Introduction
Although glutamine is a nonessential amino acid in normal cells, glutamine demand is dramatically increased in cancer, supporting a range of metabolic processes including mitochondrial ATP production, protein synthesis, purine and pyrimidine biosynthesis. We previously showed that triple-negative breast cancer (TNBC) cells dramatically increase their glutamine uptake to sustain their unique glutamine metabolism, thereby supporting in vitro growth and in vivo tumour formation1.
Results
In this study, we undertook extensive metabolomic analyses of Luminal A (glutamine-independent) and triple-negative breast cancer (TNBC; glutamine-dependent) breast cancer subtypes. Our data show that TNBC cells have a unique metabolic profile, where they rely on a non-canonical use of glutamine in the TCA cycle2. Glutamine carbon is only routed once through the TCA cycle, before exiting and being converted to glutamate and exported from the cells in exchange for cystine. Importantly, this single-pass glutaminolysis increases TCA cycle fluxes of glucose, thereby replenishing TCA cycle intermediates. The coupling of glucose and glutamine catabolism appears hard-wired via a distinct TNBC gene expression profile, which is significantly upregulated in TCGA, METABRIC and TCCLE breast cancer datasets. This unique metabolic pathway strips and then sequester glutamine nitrogen, but hampers the ability of TNBC cells to oxidise glucose when glutamine is limiting, providing a novel therapeutic vulnerability.

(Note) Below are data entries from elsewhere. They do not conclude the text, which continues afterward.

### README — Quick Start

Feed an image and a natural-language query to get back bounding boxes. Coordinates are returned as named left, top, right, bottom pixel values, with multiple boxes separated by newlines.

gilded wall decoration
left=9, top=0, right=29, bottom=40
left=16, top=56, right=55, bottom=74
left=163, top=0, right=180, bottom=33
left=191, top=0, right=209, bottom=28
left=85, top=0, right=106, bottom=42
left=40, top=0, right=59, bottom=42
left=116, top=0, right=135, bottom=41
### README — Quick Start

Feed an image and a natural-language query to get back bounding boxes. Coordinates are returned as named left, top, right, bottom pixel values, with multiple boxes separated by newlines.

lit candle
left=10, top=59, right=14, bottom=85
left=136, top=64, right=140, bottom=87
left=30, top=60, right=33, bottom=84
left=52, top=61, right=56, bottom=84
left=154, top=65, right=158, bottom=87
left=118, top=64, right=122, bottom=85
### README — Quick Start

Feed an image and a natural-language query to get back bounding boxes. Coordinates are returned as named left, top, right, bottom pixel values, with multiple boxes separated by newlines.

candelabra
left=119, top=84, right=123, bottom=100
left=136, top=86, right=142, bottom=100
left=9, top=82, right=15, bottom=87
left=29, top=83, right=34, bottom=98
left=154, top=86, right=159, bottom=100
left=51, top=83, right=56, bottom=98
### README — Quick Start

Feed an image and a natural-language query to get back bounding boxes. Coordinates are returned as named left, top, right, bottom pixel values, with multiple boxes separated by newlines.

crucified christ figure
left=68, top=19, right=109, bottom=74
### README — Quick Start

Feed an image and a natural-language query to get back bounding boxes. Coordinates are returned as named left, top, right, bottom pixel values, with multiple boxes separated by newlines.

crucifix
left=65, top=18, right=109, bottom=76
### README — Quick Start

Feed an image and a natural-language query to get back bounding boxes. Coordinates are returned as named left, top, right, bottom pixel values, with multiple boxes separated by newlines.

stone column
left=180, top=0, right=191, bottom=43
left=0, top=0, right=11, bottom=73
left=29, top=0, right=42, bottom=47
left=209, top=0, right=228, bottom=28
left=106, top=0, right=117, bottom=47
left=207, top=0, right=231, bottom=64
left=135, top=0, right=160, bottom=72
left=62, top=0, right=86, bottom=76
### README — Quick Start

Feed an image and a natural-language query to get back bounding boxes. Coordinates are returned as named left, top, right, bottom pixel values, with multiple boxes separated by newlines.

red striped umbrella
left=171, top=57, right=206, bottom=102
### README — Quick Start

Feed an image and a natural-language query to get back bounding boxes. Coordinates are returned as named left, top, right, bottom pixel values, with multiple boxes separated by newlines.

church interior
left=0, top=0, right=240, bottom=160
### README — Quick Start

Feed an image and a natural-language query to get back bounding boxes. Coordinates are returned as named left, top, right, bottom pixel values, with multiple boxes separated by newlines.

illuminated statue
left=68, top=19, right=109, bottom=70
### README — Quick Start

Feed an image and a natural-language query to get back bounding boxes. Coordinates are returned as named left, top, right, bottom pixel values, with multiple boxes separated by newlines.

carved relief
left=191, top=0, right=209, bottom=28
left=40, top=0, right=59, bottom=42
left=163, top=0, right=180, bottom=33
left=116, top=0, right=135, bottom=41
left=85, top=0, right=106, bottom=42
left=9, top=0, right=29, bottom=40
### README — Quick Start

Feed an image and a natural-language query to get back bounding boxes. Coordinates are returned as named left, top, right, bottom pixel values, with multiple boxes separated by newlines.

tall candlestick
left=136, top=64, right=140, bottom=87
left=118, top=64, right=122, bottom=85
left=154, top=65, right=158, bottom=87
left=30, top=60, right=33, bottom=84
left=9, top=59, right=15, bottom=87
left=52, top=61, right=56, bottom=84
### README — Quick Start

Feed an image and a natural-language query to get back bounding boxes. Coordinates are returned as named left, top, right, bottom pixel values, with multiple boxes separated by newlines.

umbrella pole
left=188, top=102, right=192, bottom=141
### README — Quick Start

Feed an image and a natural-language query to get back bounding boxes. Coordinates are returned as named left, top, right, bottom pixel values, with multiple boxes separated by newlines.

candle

However, our ability to study these novel metabolic pathways and therapeutic vulnerabilities are hampered by the use of traditional culture conditions that do not reflect in vivo metabolite or gas levels. As such, we have also utilised a novel physiological culture method which allows us for the first time to culture cell lines and explants under similar conditions to what they would experience in the body, which can be used to better study drug responses in the lab.
Conclusions
These data suggest provide a new understanding of how metabolically rigid TNBC cells are sensitive to glutamine deprivation and a way to select vulnerable TNBC subtypes that may be responsive to metabolic-targeted therapies. In addition, by better modelling the in vivo tumour nutrient environment, we can now more accurately determine drug responses which may facilitate more effective translation of drugs into the clinic.